Description
This easy Dump and Bake Meatball Casserole is a hearty, flavorful one-dish meal perfect for busy weeknights. Combining frozen meatballs, uncooked pasta, marinara sauce, and Italian seasonings, it’s baked to bubbly perfection topped with melted mozzarella cheese. Minimal prep and cleanup make it a family favorite that’s both comforting and satisfying.
Ingredients
Scale
Meatball Casserole
- 1 pound frozen meatballs (beef, turkey, or chicken)
- 2 cups uncooked pasta (e.g., penne or rotini)
- 1 24-ounce jar marinara sauce
- 2 cups water or beef broth
- 1 teaspoon Italian seasoning
- ½ teaspoon garlic powder
- ½ teaspoon onion powder
- ¼ teaspoon red pepper flakes (optional)
- Salt and pepper, to taste
Topping and Garnish
- 2 cups shredded mozzarella cheese
- Fresh parsley, chopped (optional, for garnish)
Instructions
- Preheat and prepare dish: Preheat your oven to 425°F (220°C). Lightly grease a 9×13 inch baking dish using cooking spray or butter to prevent sticking.
- Combine ingredients: In the prepared baking dish, add frozen meatballs, uncooked pasta, marinara sauce, water or beef broth, Italian seasoning, garlic powder, onion powder, red pepper flakes if using, and salt and pepper. Stir well to combine all ingredients evenly.

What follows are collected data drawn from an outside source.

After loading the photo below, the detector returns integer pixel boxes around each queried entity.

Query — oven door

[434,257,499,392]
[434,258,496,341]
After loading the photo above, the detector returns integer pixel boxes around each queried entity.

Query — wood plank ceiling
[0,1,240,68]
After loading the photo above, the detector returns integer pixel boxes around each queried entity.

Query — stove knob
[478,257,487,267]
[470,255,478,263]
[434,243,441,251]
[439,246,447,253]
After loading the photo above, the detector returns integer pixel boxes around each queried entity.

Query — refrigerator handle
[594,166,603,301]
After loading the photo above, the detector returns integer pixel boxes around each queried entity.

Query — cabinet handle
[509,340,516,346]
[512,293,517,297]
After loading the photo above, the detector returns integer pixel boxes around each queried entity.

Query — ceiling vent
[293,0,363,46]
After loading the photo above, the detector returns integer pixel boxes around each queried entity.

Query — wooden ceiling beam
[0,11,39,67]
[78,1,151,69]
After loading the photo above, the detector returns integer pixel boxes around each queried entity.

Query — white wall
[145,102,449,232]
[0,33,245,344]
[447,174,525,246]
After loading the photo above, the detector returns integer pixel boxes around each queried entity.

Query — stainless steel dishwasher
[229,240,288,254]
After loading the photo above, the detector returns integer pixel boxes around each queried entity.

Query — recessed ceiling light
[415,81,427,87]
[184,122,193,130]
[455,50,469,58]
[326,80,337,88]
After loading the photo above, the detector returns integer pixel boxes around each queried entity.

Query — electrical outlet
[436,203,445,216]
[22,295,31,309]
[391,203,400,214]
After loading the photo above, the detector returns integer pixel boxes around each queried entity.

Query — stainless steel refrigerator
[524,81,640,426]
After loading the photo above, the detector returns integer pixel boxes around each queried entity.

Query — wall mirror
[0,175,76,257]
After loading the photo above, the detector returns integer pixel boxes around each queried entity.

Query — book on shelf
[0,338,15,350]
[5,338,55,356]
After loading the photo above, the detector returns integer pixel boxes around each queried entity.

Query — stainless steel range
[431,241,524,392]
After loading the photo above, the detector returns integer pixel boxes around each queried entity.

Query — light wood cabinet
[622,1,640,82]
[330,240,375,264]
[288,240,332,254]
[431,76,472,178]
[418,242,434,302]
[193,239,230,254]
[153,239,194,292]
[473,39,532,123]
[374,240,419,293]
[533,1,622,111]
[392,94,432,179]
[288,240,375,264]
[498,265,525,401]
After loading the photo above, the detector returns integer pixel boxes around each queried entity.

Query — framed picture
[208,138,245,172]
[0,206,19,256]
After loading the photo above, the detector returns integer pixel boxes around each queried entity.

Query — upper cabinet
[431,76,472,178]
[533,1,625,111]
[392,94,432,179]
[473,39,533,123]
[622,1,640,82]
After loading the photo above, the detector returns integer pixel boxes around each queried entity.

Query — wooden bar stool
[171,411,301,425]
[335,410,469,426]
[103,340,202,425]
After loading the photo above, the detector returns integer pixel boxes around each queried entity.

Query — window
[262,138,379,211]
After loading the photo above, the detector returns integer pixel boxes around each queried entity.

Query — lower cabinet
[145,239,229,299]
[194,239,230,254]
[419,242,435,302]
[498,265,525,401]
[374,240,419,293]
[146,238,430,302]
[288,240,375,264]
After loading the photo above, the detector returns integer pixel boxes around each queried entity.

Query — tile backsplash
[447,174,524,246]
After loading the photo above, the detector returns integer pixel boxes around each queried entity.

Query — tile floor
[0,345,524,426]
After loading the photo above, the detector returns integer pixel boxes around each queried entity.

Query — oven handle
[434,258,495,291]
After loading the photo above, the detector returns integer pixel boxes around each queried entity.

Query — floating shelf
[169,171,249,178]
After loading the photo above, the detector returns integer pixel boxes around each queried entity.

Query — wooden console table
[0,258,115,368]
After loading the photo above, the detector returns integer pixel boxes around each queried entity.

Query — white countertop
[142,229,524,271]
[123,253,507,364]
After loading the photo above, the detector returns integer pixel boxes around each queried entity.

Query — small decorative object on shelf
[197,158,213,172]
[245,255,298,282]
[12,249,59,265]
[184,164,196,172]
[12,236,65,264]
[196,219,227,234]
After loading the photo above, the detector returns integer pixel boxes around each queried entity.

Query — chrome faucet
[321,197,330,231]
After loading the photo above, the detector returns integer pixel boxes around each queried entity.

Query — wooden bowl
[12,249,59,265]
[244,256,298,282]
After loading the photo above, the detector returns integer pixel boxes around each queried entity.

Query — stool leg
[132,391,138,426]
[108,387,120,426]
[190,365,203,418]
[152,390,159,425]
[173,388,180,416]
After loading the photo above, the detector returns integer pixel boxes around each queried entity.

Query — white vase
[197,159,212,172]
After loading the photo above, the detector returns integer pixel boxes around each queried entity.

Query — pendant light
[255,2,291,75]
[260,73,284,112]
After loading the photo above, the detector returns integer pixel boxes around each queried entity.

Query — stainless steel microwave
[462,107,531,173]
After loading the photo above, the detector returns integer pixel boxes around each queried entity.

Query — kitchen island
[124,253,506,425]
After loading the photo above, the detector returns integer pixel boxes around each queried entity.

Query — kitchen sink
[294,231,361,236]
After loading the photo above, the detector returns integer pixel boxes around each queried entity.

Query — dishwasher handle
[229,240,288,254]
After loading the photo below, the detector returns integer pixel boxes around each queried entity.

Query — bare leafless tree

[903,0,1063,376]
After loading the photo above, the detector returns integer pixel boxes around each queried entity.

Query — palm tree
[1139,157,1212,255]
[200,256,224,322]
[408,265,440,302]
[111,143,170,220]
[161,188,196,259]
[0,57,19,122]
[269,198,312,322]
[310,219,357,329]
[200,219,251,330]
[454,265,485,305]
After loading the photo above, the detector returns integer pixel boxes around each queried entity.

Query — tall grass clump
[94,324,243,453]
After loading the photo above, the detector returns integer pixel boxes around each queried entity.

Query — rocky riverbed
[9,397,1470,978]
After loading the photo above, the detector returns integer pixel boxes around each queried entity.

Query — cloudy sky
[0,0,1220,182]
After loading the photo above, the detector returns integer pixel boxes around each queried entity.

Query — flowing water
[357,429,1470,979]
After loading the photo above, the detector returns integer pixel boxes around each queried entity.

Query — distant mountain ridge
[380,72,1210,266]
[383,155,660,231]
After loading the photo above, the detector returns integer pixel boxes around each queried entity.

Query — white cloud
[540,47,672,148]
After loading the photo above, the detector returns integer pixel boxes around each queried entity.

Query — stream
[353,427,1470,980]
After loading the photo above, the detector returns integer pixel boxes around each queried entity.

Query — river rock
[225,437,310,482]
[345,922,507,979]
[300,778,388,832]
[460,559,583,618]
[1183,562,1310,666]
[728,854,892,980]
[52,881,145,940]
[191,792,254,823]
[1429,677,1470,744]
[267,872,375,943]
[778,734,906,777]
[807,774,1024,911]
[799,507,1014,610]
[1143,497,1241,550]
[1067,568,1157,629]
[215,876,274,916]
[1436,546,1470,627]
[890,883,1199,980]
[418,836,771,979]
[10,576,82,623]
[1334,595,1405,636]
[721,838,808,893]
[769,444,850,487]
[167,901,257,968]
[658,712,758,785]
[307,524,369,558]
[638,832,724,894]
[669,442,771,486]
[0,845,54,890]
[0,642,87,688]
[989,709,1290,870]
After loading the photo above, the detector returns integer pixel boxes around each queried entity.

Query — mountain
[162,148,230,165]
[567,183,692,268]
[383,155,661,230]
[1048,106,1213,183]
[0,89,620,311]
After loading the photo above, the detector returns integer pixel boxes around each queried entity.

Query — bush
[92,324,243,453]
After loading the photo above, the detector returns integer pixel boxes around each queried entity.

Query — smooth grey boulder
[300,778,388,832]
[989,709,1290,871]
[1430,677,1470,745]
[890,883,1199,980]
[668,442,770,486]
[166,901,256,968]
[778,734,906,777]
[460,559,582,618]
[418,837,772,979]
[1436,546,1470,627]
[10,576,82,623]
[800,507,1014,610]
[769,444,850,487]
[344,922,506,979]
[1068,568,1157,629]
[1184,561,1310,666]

- Bake covered: Cover the baking dish tightly with aluminum foil to trap steam and bake in the preheated oven for 30 minutes to cook the pasta and meatballs thoroughly.
- Stir and add cheese: Carefully remove the foil, stir the casserole to redistribute ingredients, then sprinkle shredded mozzarella cheese evenly over the top of the mixture.
- Bake uncovered: Place the dish back into the oven, uncovered, and bake for another 10 to 15 minutes until the cheese is melted, bubbly, and slightly golden.
- Cool and garnish: Remove the casserole from the oven and allow it to cool for a few minutes to set slightly.
- Serve: Garnish with chopped fresh parsley if desired, then serve hot for a comforting and delicious meal.
Notes
- Use beef broth instead of water for a richer flavor.
- Substitute frozen turkey or chicken meatballs for a leaner option.
- Red pepper flakes can be omitted or adjusted to taste for spice preference.
- Leftovers can be refrigerated for up to 3 days and reheated in the oven or microwave.
- For a gluten-free version, use gluten-free pasta and check that meatballs and marinara sauce are gluten-free.